Kentucky city sues activist to halt release of surveillance records

Kentucky city sues activist to halt release of surveillance records

Lexington, Ky. and the American Civil Liberties Union are about to duke it out in court over a records request related to surveillance cameras.
  • Written by Jason Axelrod
  • 3rd November 2017

Lexington, Ky. and the American Civil Liberties Union (ACLU) are positioned to grapple in court over a records request related to surveillance cameras.

The lawsuit stems from plaintiff Michael Maharrey discovering new surveillance cameras near his home and filing an open records request for documents related to the city owned and operated cameras, Lexington TV stations WKYT and LEX18 report. 

The city provided Maharrey with over 400 pages of documents but denied part of the request, saying the information either didn’t exist or that the records didn’t have to be made public under Kentucky’s Open Records Act, the Lexington Herald-Leader reports. The information withheld related to 29 surveillance cameras whose existence the city acknowledged.

"They wouldn’t release information on how they are deployed what parameters surrounding. Nothing," Maharrey told WKYT.

Maharrey brought the case to the Kentucky attorney general, who ruled that the withheld information should be released, WKYT reports.
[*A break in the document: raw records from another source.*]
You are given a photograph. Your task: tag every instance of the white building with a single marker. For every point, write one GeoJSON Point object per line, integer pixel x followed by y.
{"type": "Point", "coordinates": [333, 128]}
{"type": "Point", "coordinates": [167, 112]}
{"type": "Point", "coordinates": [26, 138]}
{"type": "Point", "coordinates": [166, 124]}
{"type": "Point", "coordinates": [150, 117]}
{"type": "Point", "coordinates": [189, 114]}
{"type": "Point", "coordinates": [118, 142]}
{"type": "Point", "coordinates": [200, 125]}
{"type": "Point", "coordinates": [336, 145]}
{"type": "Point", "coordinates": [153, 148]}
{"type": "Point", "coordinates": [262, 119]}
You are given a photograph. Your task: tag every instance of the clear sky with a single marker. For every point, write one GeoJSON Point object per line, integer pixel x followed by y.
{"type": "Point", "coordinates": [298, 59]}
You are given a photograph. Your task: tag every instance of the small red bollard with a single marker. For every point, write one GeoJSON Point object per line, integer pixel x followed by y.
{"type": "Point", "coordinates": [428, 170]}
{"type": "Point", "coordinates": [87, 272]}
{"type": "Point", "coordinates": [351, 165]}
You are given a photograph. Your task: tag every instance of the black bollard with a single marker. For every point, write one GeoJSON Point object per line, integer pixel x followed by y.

The city then filed a suit in the Fayette Circuit Court on Sept. 29 to halt the release of the documents, saying the release would constitute “an officer safety issue and decrease in effectiveness of an investigation,” per the Herald-Leader.

“Honestly, I think it’s a bullying tactic more than anything,” Maharrey told LEX18. “I think the city thought it could just slap me with a lawsuit and I’d go away. Newsflash – I’m not going away.”

The ACLU announced on Oct. 24 that it would represent Maharrey, the Herald-Leader reports. The ACLU seeks for the city to produce the documents, acknowledge that it purposely withheld them and to pay attorney and court fees.

“One of the fundamental principles of our government is transparency,” Heather Gatnarek, an attorney for the ACLU of Kentucky representing Maharrey, told the Herald-Leader. “The public has a right to know the actions of government officials and disseminate that information to others. City officials appear to be shirking their responsibility to provide records they are obligated to provide by law, simply because they don’t want the public to have access to them.”

Maharrey is a community activist and the director and founder of We See You Watching Lexington, “an informal coalition of grassroots activists concerned about privacy and government surveillance in Lexington,” according to the organization’s website and LEX18. We See You Watching Lexington seeks to have a local ordinance passed that would limit the use of surveillance technologies.

“This lawsuit underscores the need for transparency and oversight when it comes to government surveillance in Lexington,” Maharrey told LEX18. “The police clearly want to keep their surveillance programs hidden. We need to push for structural changes that will force government agencies in Fayette County to operate transparently.”

A Lexington spokesperson declined to comment on the case to WKYT, because the case was active.